The ‘ignore them’ side is led by the Ibn Ezra, who noted: “And regarding that which is written in the Chronicles of Moshe, don’t believe it. As a general rule (KLAL) I tell you, any book not written by the prophets or the sages and which is based on tradition, don’t rely on them (2:22).” However, the Rashbam’s commentary on the gossip about Moshe having a Kushite wife (Bamidbar 12:1) does reference the tradition that Moshe ruled there for 40 years.
Personally, I prefer the ‘ignore them’ option, at least this year. I’d like to think that we have all the material needed to understand Moshe Rabbeinu. Before I explain my theory, I feel compelled to compare the stories of Moshe and Avraham. They both are notable for the missing material, but in a strikingly dissimilar way. The Torah tells us nothing about Avraham until he was 75 years old, except that he was born. With Moshe we get a glimpse at his childhood, before he disappears for decades. Clearly, Moshe’s formative years are essential to understanding who he became; Avraham’s, not so much.

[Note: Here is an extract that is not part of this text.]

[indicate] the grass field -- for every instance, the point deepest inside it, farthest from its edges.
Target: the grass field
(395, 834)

I believe strongly that the key to understanding these formative years of Moshe is the repetition of the term VAYIGDAL (and he grew up), in verses ten and eleven. Initially, we’re told that ‘he grew up’ to inform us of that moment when he no longer needed his birth mother, Yocheved, as a nursemaid or nanny, perhaps in the neighborhood of 3 to 5 years old.
Then we are informed again that ‘he grew up’. This may signify young adulthood or adolescence. That juncture is critical. Which influences would shape and mold young Moshe? The palace or his mother? And we get the answer immediately: And he went out towards his brethren (ECHAV, verse 11). He identified with the downtrodden slave population with whom he shared DNA.
The Ha’Emek Davar points out that during his growth years he didn’t normally go out of the palace or interrupt his studies to ‘go out’, except to observe ‘his brethren’. The bond with the Israelites was strong.
The Malbim, I think, best expresses the critical concept:
The verse relates the righteousness of Moshe, and how at an early stage he already possessed all the attributes by means of which he would merit the great honors to come. In spite of growing up in the royal palace, and noticing the degraded position of Israel, nevertheless he went out to them as brethren. He never hid his face from them, because they are his family. This is the opposite of the natural development in which people who rise to greatness distance themselves from their poor and needy relatives.
The Malbim is explaining that this is more than just a run of the mill expression of ‘blood is thicker than water’ (even the awesome waters of the Nile). This is the description of a profound spiritual personality. We are eyewitnesses to the emergence of the ZADIK, who will define our national destiny.
I can’t comment on the unknown development of Avraham Avinu, although I might next parshat Lech Licha. The Torah remains silent. But with Moshe Rabbeinu, we don’t need to know what happened during the ‘missing years’. We’ve got all the material needed to understand the greatness of Moshe, our eternal mentor.